Mirror the host's closest sibling and its style. Depend on the published Opik SDK. Keep the integration transparent (wrap, capture, re-raise; no behavior change when Opik is unconfigured). Flush appropriately for the host's lifecycle (request end, process exit, explicit hook).

Phase 5 — Verify via Opik MCP

The proof the integration logs correctly — do not rely on reading code.

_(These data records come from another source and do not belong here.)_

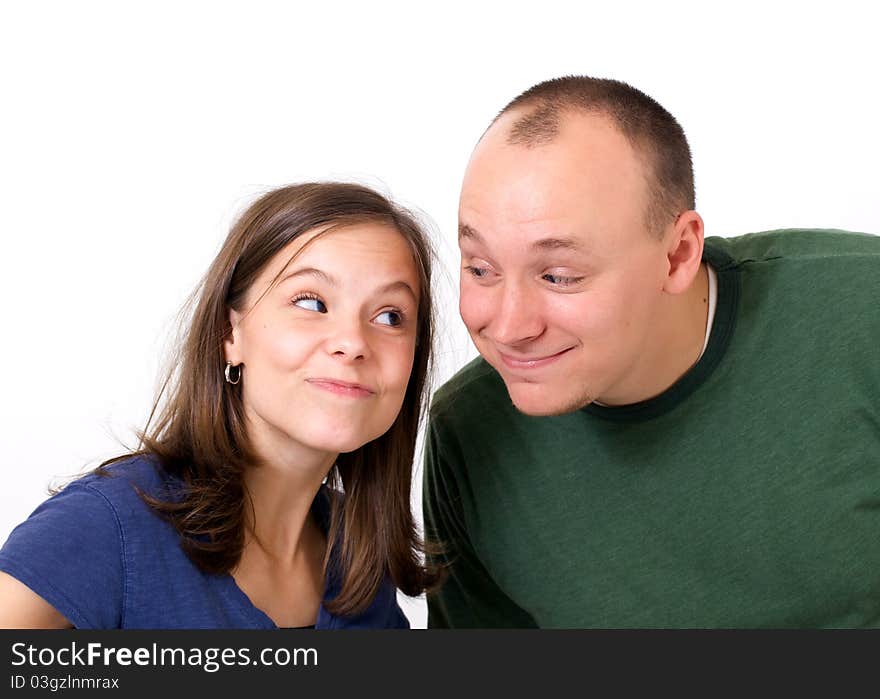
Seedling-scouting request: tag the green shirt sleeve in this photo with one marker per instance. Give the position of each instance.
(468, 597)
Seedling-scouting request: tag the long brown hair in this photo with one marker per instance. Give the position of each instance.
(199, 432)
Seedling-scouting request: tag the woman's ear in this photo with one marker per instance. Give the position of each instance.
(684, 252)
(232, 343)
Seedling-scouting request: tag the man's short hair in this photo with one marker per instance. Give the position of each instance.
(652, 131)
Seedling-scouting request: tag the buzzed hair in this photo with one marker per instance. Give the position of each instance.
(652, 131)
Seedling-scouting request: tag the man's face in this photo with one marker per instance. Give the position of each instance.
(561, 282)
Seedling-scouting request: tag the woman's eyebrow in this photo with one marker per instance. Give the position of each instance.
(310, 271)
(394, 286)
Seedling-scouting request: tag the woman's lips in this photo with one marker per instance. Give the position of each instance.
(341, 388)
(530, 362)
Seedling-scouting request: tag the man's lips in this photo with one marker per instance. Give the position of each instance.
(530, 362)
(341, 388)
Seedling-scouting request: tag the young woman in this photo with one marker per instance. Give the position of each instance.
(273, 489)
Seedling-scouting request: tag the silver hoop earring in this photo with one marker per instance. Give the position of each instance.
(228, 373)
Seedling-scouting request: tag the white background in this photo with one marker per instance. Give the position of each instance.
(132, 134)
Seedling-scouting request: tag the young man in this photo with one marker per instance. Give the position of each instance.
(659, 433)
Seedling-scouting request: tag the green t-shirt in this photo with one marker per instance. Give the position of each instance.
(746, 495)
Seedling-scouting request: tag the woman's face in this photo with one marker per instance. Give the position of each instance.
(326, 353)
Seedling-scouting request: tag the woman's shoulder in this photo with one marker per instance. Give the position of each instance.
(122, 481)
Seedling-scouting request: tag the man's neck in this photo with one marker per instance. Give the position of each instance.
(679, 343)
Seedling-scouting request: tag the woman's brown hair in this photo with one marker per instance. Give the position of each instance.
(199, 432)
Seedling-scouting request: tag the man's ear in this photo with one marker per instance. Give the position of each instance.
(232, 344)
(684, 252)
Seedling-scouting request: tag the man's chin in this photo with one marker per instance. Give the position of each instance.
(539, 400)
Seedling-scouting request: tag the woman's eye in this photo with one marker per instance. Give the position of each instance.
(392, 318)
(310, 303)
(559, 280)
(477, 272)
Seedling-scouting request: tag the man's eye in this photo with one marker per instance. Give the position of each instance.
(310, 303)
(392, 318)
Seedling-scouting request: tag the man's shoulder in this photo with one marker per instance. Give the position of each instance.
(795, 243)
(472, 387)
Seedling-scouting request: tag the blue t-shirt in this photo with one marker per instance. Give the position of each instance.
(106, 560)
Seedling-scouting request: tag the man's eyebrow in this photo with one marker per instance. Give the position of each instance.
(465, 231)
(310, 271)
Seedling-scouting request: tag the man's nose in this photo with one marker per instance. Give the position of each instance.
(518, 316)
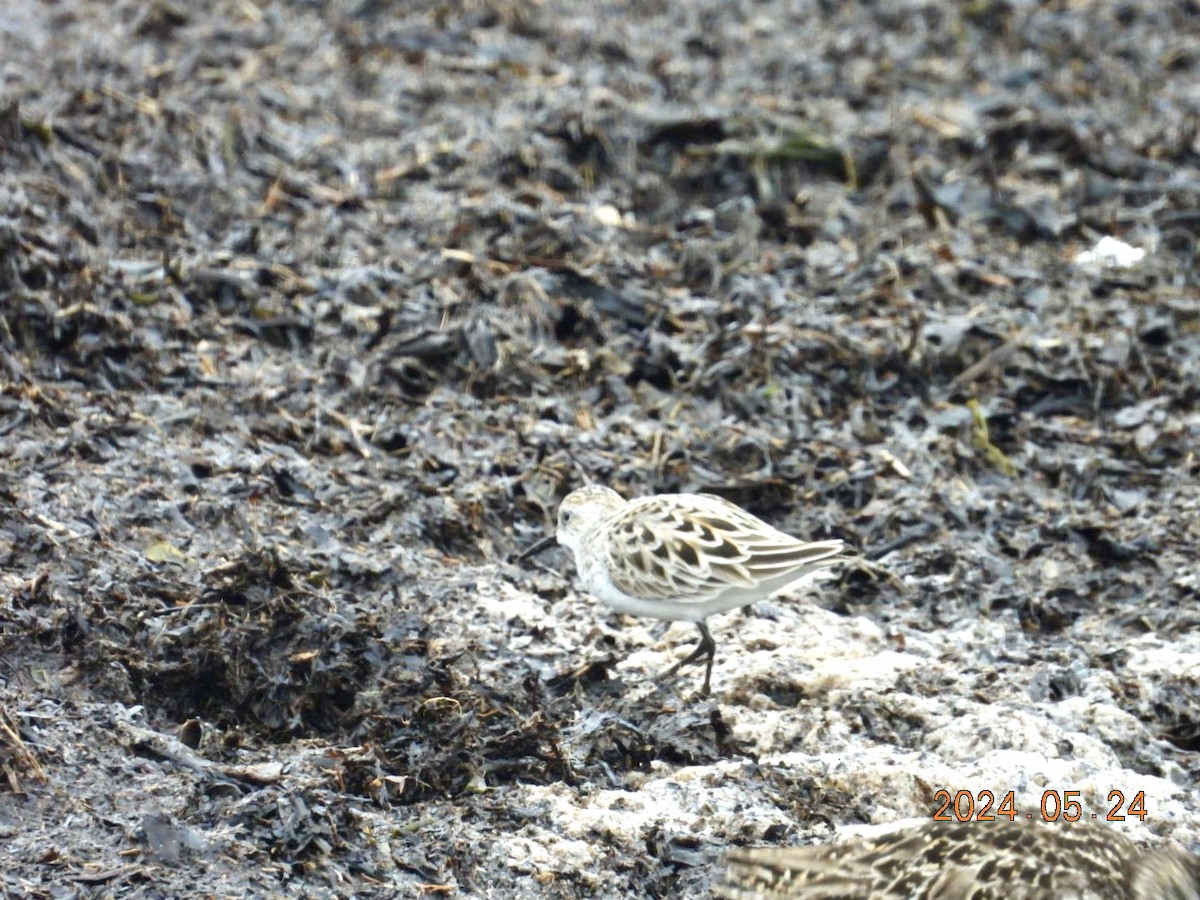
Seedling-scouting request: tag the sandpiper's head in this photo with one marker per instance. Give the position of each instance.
(583, 508)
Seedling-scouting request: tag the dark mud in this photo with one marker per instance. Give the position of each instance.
(312, 312)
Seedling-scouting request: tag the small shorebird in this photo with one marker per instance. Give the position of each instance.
(679, 557)
(967, 861)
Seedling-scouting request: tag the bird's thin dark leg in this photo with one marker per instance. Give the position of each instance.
(707, 647)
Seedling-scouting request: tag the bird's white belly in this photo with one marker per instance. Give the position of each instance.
(598, 583)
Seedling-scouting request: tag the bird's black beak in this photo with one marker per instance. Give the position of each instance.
(547, 541)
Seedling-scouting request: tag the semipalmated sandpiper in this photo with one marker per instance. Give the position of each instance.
(679, 557)
(961, 861)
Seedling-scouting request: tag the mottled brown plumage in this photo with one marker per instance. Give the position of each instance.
(967, 861)
(682, 557)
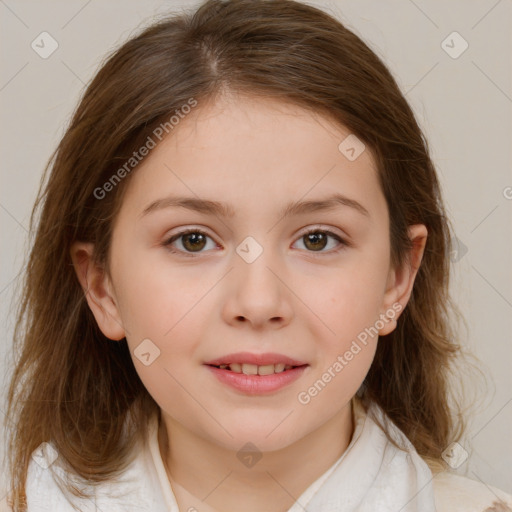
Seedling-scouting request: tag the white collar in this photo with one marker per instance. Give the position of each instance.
(371, 475)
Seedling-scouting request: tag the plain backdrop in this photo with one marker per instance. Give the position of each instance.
(463, 103)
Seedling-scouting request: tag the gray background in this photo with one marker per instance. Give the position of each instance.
(463, 104)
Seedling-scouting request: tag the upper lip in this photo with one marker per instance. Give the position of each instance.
(257, 359)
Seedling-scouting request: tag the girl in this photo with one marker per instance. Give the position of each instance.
(237, 295)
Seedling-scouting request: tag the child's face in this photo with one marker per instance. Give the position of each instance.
(309, 305)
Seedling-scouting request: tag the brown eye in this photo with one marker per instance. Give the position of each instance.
(191, 241)
(194, 241)
(316, 241)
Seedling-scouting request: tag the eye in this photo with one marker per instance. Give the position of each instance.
(315, 240)
(192, 241)
(195, 240)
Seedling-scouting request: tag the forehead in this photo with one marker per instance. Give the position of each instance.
(246, 151)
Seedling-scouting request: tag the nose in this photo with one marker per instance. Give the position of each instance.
(258, 294)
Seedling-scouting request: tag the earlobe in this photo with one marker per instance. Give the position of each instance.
(97, 289)
(401, 281)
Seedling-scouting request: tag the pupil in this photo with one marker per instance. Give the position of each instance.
(194, 240)
(318, 240)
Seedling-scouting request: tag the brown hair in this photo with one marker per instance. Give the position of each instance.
(76, 388)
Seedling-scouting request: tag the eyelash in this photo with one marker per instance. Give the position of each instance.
(167, 244)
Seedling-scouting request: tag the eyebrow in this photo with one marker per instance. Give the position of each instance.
(207, 206)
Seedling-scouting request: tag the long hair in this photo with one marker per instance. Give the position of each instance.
(76, 388)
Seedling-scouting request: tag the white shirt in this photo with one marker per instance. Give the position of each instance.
(371, 476)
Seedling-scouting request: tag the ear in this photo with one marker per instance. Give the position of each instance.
(400, 281)
(98, 290)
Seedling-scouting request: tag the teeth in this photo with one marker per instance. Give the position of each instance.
(250, 369)
(253, 369)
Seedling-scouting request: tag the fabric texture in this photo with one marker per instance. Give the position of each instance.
(372, 475)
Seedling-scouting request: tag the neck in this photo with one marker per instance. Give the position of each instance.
(205, 474)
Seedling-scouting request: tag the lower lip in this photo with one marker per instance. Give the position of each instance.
(257, 384)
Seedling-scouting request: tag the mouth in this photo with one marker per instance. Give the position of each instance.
(253, 369)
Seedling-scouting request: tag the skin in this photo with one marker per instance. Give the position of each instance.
(257, 156)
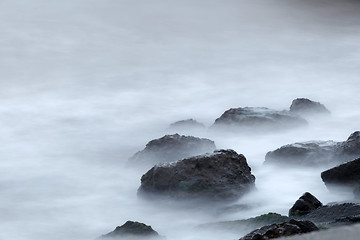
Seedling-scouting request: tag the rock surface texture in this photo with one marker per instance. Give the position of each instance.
(347, 175)
(305, 106)
(316, 153)
(304, 205)
(131, 231)
(223, 175)
(281, 230)
(171, 148)
(258, 118)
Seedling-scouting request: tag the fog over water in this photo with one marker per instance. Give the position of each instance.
(86, 84)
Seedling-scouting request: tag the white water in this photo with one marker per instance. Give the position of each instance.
(85, 84)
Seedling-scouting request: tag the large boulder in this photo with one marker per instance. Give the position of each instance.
(347, 174)
(223, 175)
(304, 205)
(171, 148)
(131, 231)
(303, 106)
(289, 228)
(316, 153)
(258, 118)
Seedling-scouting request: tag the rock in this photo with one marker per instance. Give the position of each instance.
(305, 204)
(316, 153)
(245, 225)
(223, 175)
(132, 230)
(333, 214)
(305, 106)
(289, 228)
(187, 124)
(171, 148)
(347, 175)
(258, 119)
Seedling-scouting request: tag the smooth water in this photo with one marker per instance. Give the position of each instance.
(86, 84)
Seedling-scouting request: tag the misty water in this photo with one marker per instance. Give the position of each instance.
(86, 84)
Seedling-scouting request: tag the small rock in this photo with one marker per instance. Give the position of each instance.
(305, 204)
(187, 124)
(258, 119)
(132, 230)
(171, 148)
(306, 106)
(347, 175)
(223, 175)
(289, 228)
(316, 153)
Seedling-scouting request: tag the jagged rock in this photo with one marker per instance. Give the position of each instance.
(333, 214)
(347, 175)
(306, 106)
(171, 148)
(258, 119)
(223, 175)
(245, 225)
(187, 124)
(305, 204)
(316, 153)
(289, 228)
(131, 231)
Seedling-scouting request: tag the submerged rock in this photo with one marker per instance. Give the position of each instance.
(223, 175)
(171, 148)
(258, 117)
(289, 228)
(347, 175)
(304, 205)
(316, 153)
(187, 124)
(245, 225)
(131, 231)
(334, 214)
(306, 106)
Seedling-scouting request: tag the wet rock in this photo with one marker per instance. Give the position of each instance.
(187, 124)
(316, 153)
(131, 231)
(289, 228)
(258, 118)
(305, 106)
(347, 175)
(223, 175)
(304, 205)
(171, 148)
(245, 225)
(333, 214)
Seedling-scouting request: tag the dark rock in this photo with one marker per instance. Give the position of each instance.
(223, 175)
(347, 175)
(305, 204)
(171, 148)
(245, 225)
(257, 118)
(289, 228)
(187, 124)
(306, 106)
(132, 230)
(316, 153)
(331, 215)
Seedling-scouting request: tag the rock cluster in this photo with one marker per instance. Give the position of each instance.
(223, 175)
(131, 231)
(316, 153)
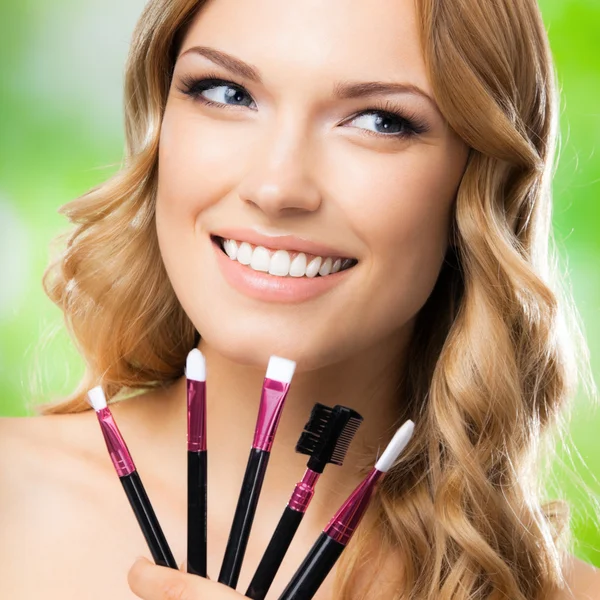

  1. Configure Opik env to log into the workspace the connected Opik MCP reads.
  2. Run the host with the integration enabled, exercising the main flow(s) — non-streaming, streaming, and any extra path — then flush.
  3. Read the trace/spans back through the MCP (list then read).
  4. Check the tree against the Phase 3 mapping: one trace per top-level call; correct span hierarchy and type; input/output well-shaped; usage with token counts; model/provider set; errors recorded and re-raised.
  5. Loop until it matches.

Phase 6 — Test

Use the host's test framework and conventions (not fake_backend/testlib, which are this repo's). Mirror how the host tests its other integrations — mock the Opik client/HTTP at the host's boundary where the host does, or assert against captured calls. Cover the same flows you verified in Phase 5.

Phase 7 — Document

Follow the host's docs conventions (its README / docs site / examples dir). Optionally add or update an Opik-side docs page that points to the external integration, using the write-docs skill. Credential placeholders only.

Phase 8 — Report

Produce a high-level report:

  • Integration — external target, shape, host extension point, Opik public API used, published SDK version depended on.
  • What was done — repo acquired, files added/changed (with paths in the host), how a host user enables it.
  • Verification — MCP trace ids + project, and host test results.
  • Flows supported & test coverage — a table: every user-facing flow × implemented? × host test (by name) × MCP-verified? Flag any flow implemented but untested, and any not implemented.
  • What's NOT supported / limitations — out-of-scope hooks, host-version constraints, env/backend blockers.
  • Follow-ups & PR — how to open the upstream PR (branch/commit per the host's contribution guide), and any maintainer review notes.

Definition of done

Implementation merged-quality in the host checkout, MCP verification passed, tests added per host conventions and passing, host docs updated, report produced. If you changed files under .agents/ in this repo, run make claude.